Taking your comment into account, it looks like one option is to extend ThreadPoolExecutor, and override the submit() methods. Refer to AbstractExecutorService to see what the default ones look like; all they do is wrap the Runnable or Callable in a FutureTask and execute() it. I'd probably do this by writing a wrapper class that implements ExecutorService and delegates to an anonymous inner ThreadPoolExecutor. Wrap them in something that has your priority, so that your Comparator can get at it.

Adam Jaskiewicz
That was my take, too, but here's the problem; the `Runnable` instances that are passed in to the priority queue are _not_ the tasks that I `submit` directly, they're wrapped in a `java.util.concurrent.FutureTask<V>` which of course is not sorted the same way.
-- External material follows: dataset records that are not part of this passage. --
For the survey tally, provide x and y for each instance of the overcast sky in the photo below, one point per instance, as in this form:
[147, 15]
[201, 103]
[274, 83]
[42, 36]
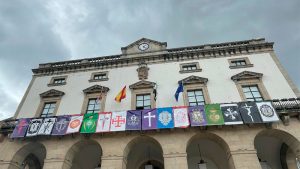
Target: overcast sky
[38, 31]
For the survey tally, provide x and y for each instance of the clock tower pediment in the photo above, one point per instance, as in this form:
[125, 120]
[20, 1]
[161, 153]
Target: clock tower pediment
[143, 45]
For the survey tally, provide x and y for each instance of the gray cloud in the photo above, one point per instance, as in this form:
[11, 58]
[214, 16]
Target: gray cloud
[38, 31]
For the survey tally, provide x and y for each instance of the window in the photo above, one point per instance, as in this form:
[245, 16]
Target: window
[57, 81]
[252, 93]
[239, 63]
[195, 97]
[93, 106]
[143, 101]
[190, 67]
[48, 109]
[99, 76]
If I use `execute` -- which does not, for example, accept `Callable` -- then it throws my own objects in.
Chris R
Hmm, that complicates things. I figured there was something I was missing.
Adam Jaskiewicz
I'll say. I'm still beating away at it, but...Well, suffice to say it's a pain :)
Chris R
Adam, it appears that you are sitting right behind me, because that's what I just did.Now, it's worth noting that this does NOT solve starvation problems. I'm not really sure how to go about that, but it's something I'll have to consider.
Chris R
Well, you know what they say about great minds, eh? The starvation issue is complicated. The only thing I can think of, and it could get really messy, is to use some sort of aging algorithm whereby from time to time you increase the priority of all tasks, and somehow update the queue. Unfortunately, that is <a href="http://stackoverflow.com/questions/714796/priorityqueue-heap-update">easier said than done.</a>
Adam Jaskiewicz
Oh for crying out loud... http://stackoverflow.com/questions/714796/priorityqueue-heap-update
Adam Jaskiewicz
The logic being that if you increase the priority of ALL tasks, then heapify the queue, you aren't changing priority of existing tasks in relation to each other, but any tasks already in the queue get higher priority than new tasks being added to the queue. I can't see this being trivial to implement in a lock-free way, though...
Adam Jaskiewicz
A: 

Hi Chris

I am facing the same challenge which you had faced.Did you find any solution for this. If this din't worked what had you done to achieve the goal.

+2  A: 

the correct answer is here

http://binkley.blogspot.com/2009/04/jumping-work-queue-in-executor.html

Yes, it is. It is surprisingly difficult to do.